Slamming down a coin on the counter, he strode from the restaurant.

“Oh, Johnny!” Mary’s face was white and frightened. “Don’t stay here! Go now! I’ll tell Gar where you are. Please go!”

“Go?” Johnny was feeling a fluttering in his stomach, but it angered him that Mary should feel he had to leave. “I will not go! I’ll run him out of town!”

Despite her pleading, he turned to the door and walked outside. Gar Mullins was nowhere in sight. Neither was Lacey. But a tall, stooped man with his arm in a sling stood across the street, and Johnny Lyle guessed at once that he was a lookout, that here was the man he had winged in the canyon fight. And winged though the man was, it was his left arm, and his gun hung under his right hand.

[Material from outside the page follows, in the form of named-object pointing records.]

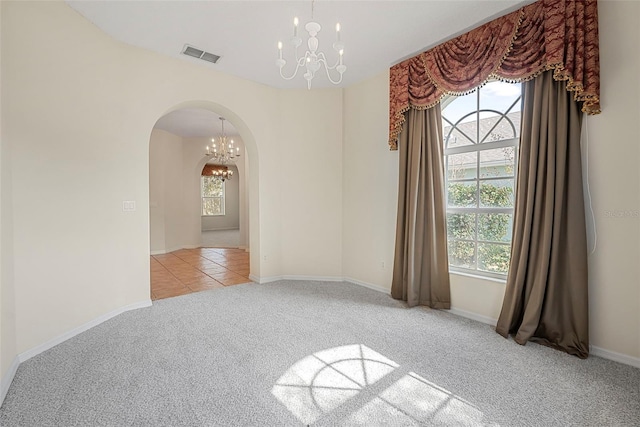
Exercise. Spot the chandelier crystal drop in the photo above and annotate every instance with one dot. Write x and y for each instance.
(222, 151)
(223, 174)
(312, 60)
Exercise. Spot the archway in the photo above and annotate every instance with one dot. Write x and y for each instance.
(191, 227)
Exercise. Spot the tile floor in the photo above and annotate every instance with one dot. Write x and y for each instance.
(193, 270)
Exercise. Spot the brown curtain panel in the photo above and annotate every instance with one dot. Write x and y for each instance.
(546, 291)
(421, 267)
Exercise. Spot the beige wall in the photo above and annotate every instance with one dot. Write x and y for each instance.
(370, 184)
(165, 192)
(94, 114)
(310, 182)
(369, 214)
(7, 290)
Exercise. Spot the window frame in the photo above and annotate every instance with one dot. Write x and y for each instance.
(478, 147)
(203, 197)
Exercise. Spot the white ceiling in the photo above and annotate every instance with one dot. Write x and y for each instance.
(376, 34)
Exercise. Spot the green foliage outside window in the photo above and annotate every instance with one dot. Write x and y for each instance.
(492, 227)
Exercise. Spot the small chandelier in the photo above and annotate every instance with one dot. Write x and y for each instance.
(312, 59)
(222, 173)
(223, 152)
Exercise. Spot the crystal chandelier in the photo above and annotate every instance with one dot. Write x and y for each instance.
(223, 151)
(222, 173)
(312, 60)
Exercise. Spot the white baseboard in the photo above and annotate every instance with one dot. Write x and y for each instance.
(166, 251)
(473, 316)
(616, 357)
(594, 350)
(368, 285)
(72, 333)
(270, 279)
(177, 248)
(220, 229)
(5, 382)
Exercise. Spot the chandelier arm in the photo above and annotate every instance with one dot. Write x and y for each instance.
(323, 60)
(299, 64)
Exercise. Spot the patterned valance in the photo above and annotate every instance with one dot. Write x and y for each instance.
(208, 170)
(559, 35)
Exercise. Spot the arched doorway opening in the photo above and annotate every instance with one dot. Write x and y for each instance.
(176, 160)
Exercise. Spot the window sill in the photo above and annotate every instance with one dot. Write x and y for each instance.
(478, 276)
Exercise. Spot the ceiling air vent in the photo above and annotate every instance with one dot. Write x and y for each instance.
(200, 54)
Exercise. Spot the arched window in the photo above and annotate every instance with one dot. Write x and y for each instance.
(481, 134)
(212, 196)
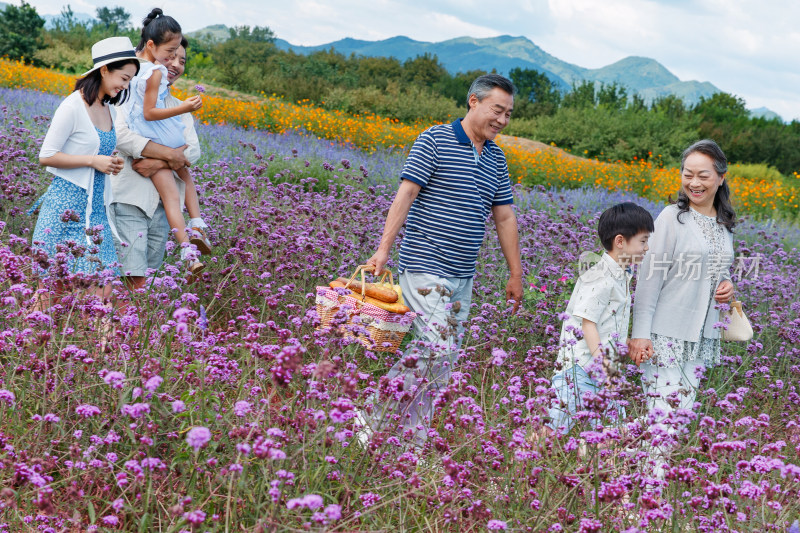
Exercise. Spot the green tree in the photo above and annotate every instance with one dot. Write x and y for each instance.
(720, 108)
(20, 31)
(242, 63)
(65, 21)
(670, 106)
(113, 19)
(258, 34)
(457, 86)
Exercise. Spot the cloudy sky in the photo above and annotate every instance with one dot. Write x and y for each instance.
(750, 48)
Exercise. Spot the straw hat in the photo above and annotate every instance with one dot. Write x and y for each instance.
(111, 50)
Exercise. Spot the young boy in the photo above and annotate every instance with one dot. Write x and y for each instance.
(599, 312)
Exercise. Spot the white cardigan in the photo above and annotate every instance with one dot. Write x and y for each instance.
(670, 300)
(72, 132)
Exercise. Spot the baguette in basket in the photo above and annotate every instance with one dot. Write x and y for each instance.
(368, 297)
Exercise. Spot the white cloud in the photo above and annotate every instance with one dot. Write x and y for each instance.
(747, 47)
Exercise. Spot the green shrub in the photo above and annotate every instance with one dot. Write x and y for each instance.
(408, 104)
(61, 56)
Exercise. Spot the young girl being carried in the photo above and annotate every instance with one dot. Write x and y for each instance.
(149, 117)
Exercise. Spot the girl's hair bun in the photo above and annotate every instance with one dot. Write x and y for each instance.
(154, 14)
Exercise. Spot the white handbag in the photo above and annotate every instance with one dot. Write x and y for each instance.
(739, 328)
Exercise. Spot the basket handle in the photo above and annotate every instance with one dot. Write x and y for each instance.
(360, 269)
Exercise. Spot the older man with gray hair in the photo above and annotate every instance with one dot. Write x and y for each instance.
(137, 209)
(454, 177)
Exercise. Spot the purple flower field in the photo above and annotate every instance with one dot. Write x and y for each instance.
(222, 406)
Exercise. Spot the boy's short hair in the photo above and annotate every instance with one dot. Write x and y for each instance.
(626, 219)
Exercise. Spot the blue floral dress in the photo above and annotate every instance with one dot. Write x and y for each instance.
(61, 226)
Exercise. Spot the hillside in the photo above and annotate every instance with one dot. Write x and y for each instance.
(640, 75)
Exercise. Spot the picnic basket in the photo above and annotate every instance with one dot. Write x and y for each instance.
(380, 330)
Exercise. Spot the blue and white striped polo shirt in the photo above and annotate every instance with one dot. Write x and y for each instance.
(447, 221)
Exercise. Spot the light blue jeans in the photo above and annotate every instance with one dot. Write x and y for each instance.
(425, 367)
(570, 386)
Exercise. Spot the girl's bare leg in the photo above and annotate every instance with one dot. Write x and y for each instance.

Johnny Lyle hesitated. Cool common sense told him that it would be better to leave. Actually, Uncle Tom and the boys all knew he had nerve enough, and it was no cowardice to dodge a shoot-out with a killer like Hook Lacey. The boys had agreed they wouldn’t want to tangle with him.

Just the same, Johnny doubted that any one of them would dodge a scrap if it came to that. And all his Texas blood and training rebelled against the idea of being run out of town. Besides, there was Mary. It would look like he was a pure D coward to run out now.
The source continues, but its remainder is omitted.